From a policy perspective, our results suggest that, for a large set of parameter configurations, workers –skilled and unskilled alike– will benefit from this EU enlargement with real wages increasing, despite significant outflows of physical capital attracted by more profitable opportunities in the new member states. In the current context of rising populism and widespread anti-EU resentment, this ‘likely outcome’ is presumably welcome. But, reassuring as this conclusion may be, it should not over-shade our main complementary finding: that all these positive results crucially depend on how intensely EU households are inclined to smooth their consumption decisions through time to invest in productive physical capital. The more responsive are the old EU-member households to intertemporal price changes, the more physical capital can be accumulated in response to the labor productivity improvements due to adoption of more efficient technologies in newly EU-integrated economies. A strong enough increase in the EU-aggregate stock of physical capital is however necessary for the capital outflows not be achieved at the expense of capital available to firms within old-member states. If that were the case, that is, if the outflow of capital from old-member states is not compensated by large enough increases in productive investment flows, the relative price of labor will fall in these economies, and workers will be negatively affected. There is clearly room for concern here. And the concern is particularly justified in view of the fact that improving education—a cure-all mantra for the Commission—is unlikely to prove useful given that real wages of both skilled and unskilled workers are affected similarly. We have shown that such a bleak outcome crucially depends on the relative size of two elasticities, the one that characterizes intertemporal substitution in consumption, and the one that commands international mobility of physical capital: our numerical explorations suggest that, though such an outcome does not seem to be the most likely, the parameter configurations that would make this EU-integration wave a non-Pareto-improving move lies within a statistically feasible interval.

It is important to stress –at the risk of being over-insistent—that these findings emerge thanks to a complex blend of trade and intertemporal macroeconomic mechanisms rarely present —if ever—in calibrated models of the EU economy.
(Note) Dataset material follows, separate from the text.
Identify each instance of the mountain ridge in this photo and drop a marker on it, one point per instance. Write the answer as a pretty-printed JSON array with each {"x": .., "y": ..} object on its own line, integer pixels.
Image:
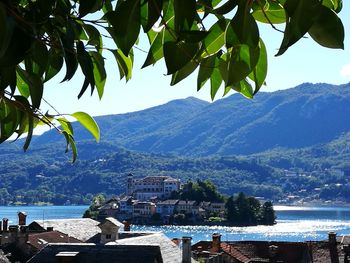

For this reason, it should not be a surprise if we provide a more nuanced assessment of the \(5^{th}\) large-scale EU enlargement wave. This being said, two provisos are called for. First, and as is customary in counterfactual exercises, the size of the exogenous shock imposed bears some degree of arbitrariness. Indeed, it could be that some new members will tech-upgrade more rapidly and others more slowly than assumed, so that they would respectively overshoot or undershoot the minimal ‘state-of-the-art’ technological envelope that we assume. Though this would clearly affect the size of the gains for individual new members, it is unlikely that it would change the basic message of the paper regarding incumbent members taken collectively. Second, and not unrelated, our analysis builds on a cross-section estimation of technological gaps between member countries. It might therefore miss dynamic forces at work –it surely does, but how important are these forces?– that could affect each country’s relative technological position with respect to incumbent members’ frontiers. A dynamic approach, adopting methodologies such as the one proposed by Krüger (2017), could possibly provide different measures of pre-integration barriers to technology adoption, though it is likely to carry its own load of potential pitfalls. In any case, if this would presumably affect our quantitative estimates, it is unlikely to alter the basic message of the paper from a policy perspective.